Left and right is a very much needed option for commuting. I always turn my helmet light a bit to the right to avoid blinding those in oncoming cars.


----------



## yetibetty (Dec 24, 2007)

Itess said:


> What driver is that? I am asking because latest XR-E R2 that I have, have about 3.3Vf. Calculating 4S*18650 = 14.8, leds 3.3*4 = 13.2, Vin - Vout = 1.6V, pretty much enough for, say, bflex, isn't? Well, it really depends on the battery quality, of course.


Good point, my XR-E R2's are high vf 3.7v


----------



## troutie-mtb (Sep 20, 2007)

MegaVolt said:


> Left and right is a very much needed option for commuting. I always turn my helmet light a bit to the right to avoid blinding those in oncoming cars.


I know it is horses for course here but that would do my head in .
as you then need your head turned slightly when ever there are no cars to get the light pointing down the road . I find it is a reflex action to look away when a car approaches or a quick look at him if he does not dip .


----------



## Goldigger (Nov 6, 2009)

troutie-mtb said:


> I know it is horses for course here but that would do my head in .
> as you then need your head turned slightly when ever there are no cars to get the light pointing down the road . I find it is a reflex action to look away when a car approaches or a quick look at him if he does not dip .
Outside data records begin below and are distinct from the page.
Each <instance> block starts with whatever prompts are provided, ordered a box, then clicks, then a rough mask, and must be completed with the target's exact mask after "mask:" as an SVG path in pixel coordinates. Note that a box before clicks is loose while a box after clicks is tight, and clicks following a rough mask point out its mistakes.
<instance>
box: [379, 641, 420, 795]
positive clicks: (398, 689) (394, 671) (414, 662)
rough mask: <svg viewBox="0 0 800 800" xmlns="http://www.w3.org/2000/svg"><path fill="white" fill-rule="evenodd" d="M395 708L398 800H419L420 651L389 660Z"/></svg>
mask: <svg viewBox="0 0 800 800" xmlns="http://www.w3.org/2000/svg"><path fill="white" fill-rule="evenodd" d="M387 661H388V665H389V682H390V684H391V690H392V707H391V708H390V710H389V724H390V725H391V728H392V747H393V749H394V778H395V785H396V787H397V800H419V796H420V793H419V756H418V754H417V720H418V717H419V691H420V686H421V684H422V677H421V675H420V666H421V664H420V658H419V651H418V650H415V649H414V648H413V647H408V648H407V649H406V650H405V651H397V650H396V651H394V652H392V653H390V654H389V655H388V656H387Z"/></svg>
Have you tried attaching a piece of string/cord to the light so that one end hangs down over your right shoulder and the other over your left shoulder.
You can then pull on one side to move the light in the desired direction, this is on the assumption that you cycle in a neck brace


----------



## Sheblysteve (Jan 22, 2010)

I have one those these Lights, its the Spot beam with an under stem battery which doesnt seem to be on the website yet. The battery lead is neaty coiled around the battery at a length so that it can be used with my helmet bracket and battery can attach to racksack or back pocket. Its not heavy and sits nicely under the handlebar stem. i didnt notice it when riding single tracks you cant feel add any weight. When i first tested the duration of battery life i was out riding for 2 3/4 hours and the lamp was still going strong. I dont know how much charge it had in it as it was for the first time. But what i can say is that during the afternoon it light up the dark forrest trails light no other lamp ive seen and at night its excellent.
My light was a Christmas gift i recieved and i came across this thread searching details for the lamp as the only thing i didnt recieve with the pack was instructions to functions charging time and length of time when on etc. i found by mistake that it has a flashing option both normal beam and high beam. I have to say it really is very well made or should i say Engineered.


----------



## mike1980 (Nov 6, 2008)

anyone know these connectors these are ?

http://www.four4th.co.uk/four4th_rear_connector.shtml
http://www.four4th.co.uk/four4th_power_cable.shtml


----------



## Sheblysteve (Jan 22, 2010)

I believe they used on aircraft.


----------



## BrianMc (Jan 5, 2010)

They look military spec to me.


----------



## MHC (Oct 23, 2009)

They're Brad Harrison connectors http://www.bradharrisonsales.com/


----------



## AG410 (Nov 4, 2010)

Awsome light, got the big bottle battery and did 40 miles offroad mostly last week, after 5 hours it was still going strong, much brighter than my mates chinese stuff even though he was on third battery! way out lasted me (had to get picked up cos legs died). Fantastic build quality


----------